Dans mon premier article sur les véritables enjeux de la crise étudiante (1), j’ai abordé deux sujets principaux. Premièrement, je vous expliquais ma vision du rôle que doit occuper l’éducation au sein de notre société, ainsi que sur le développement humain. J’évoquais les effets négatifs, que notre modèle de pensée collective actuelle, engendre sur le développement humain. Deuxièmement, conscient que la science et la technique avancent à un rythme effréné, il serait sage de s’assurer que toutes les nouvelles découvertes soient présentées à l’ensemble de la société, surtout dans des domaines critiques tels que la santé, afin que collectivement, l’on puisse évaluer ensemble les impacts réels et prendre les décisions de façon éclairée, tout en assumant nos responsabilités.

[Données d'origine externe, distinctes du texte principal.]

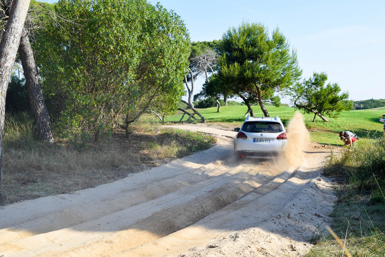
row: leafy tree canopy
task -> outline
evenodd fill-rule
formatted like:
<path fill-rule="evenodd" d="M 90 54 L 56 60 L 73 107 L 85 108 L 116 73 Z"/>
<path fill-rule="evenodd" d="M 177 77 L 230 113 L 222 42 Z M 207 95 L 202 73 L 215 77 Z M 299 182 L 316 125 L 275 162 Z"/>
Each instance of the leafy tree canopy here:
<path fill-rule="evenodd" d="M 317 116 L 327 122 L 324 115 L 336 118 L 342 111 L 350 110 L 353 107 L 353 102 L 347 100 L 349 93 L 339 95 L 341 89 L 338 84 L 326 84 L 327 80 L 326 73 L 314 72 L 312 78 L 297 83 L 292 89 L 294 106 L 307 113 L 314 113 L 313 122 Z"/>
<path fill-rule="evenodd" d="M 250 103 L 257 102 L 268 116 L 263 102 L 279 105 L 276 94 L 284 93 L 301 74 L 296 52 L 278 28 L 270 36 L 263 25 L 243 22 L 223 34 L 218 49 L 219 69 L 214 76 L 221 83 L 214 83 L 242 98 L 252 116 Z"/>
<path fill-rule="evenodd" d="M 35 46 L 67 128 L 97 134 L 149 108 L 171 113 L 190 53 L 183 21 L 145 0 L 66 0 Z"/>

Ce que le système actuel ne permet pas, à cause de ce sacro-saint, non-ingérence du public dans le privé. Qui nous fait subir, sans pouvoir se prononcer. Qui de plus, peut occasionner une pression inhumaine sur nos décideurs privés. Dans celui-ci, je tenterai de vous expliquer que les étudiants, que l’on décrie dans tous les médias conventionnels, comme étant des enfants gâtés ou enfants rois. Certains d’entre eux ne sont en réalité, que des enfants sensibilisés et déçus.

 

Vers le début des années quatre-vingt, notre société a reçu un signal terrible. Si l’on continue dans cette voie, l’humanité dans son ensemble est en danger réel d’extinction, que si l’on ne réagit pas rapidement au niveau de l’environnement et de notre consommation excessive, nous risquons nous-mêmes de causer notre perte. Depuis, la prostitution intellectuelle s’est chargée d’amoindrir cette réalité, mais le fait demeure. S’est ensuivie une sensibilisation à grande échelle, sur la nécessiter de protéger notre planète et de réduire notre façon de consommer. On a depuis, instauré un volet recyclage à nos habitudes de vie qui existait déjà depuis un certain temps dans d’autres pays. On a pris conscience que l’eau de consommation, n’est pas une ressource inépuisable et quelle doit être préservée. L’équilibre de notre planète ne tient qu’à un fil, il faut amoindrir les traces laissées par l’homme sur elle. Le mythe de la surpopulation, etc. Et petit à petit cette crainte collective engendre des signes encourageants, et ce quoiqu’il reste encore beaucoup trop d’arroseurs de gazon. Néanmoins, ils ont presque tous un bac de recyclage rempli. Il est très difficile de changer le comportement de 7 millions de Québécois, et encore plus difficile pour un millier de décideurs. Mais voici une partie des valeurs sociétaires, que nous avons transmise aux générations subséquentes, depuis ce choc collectif.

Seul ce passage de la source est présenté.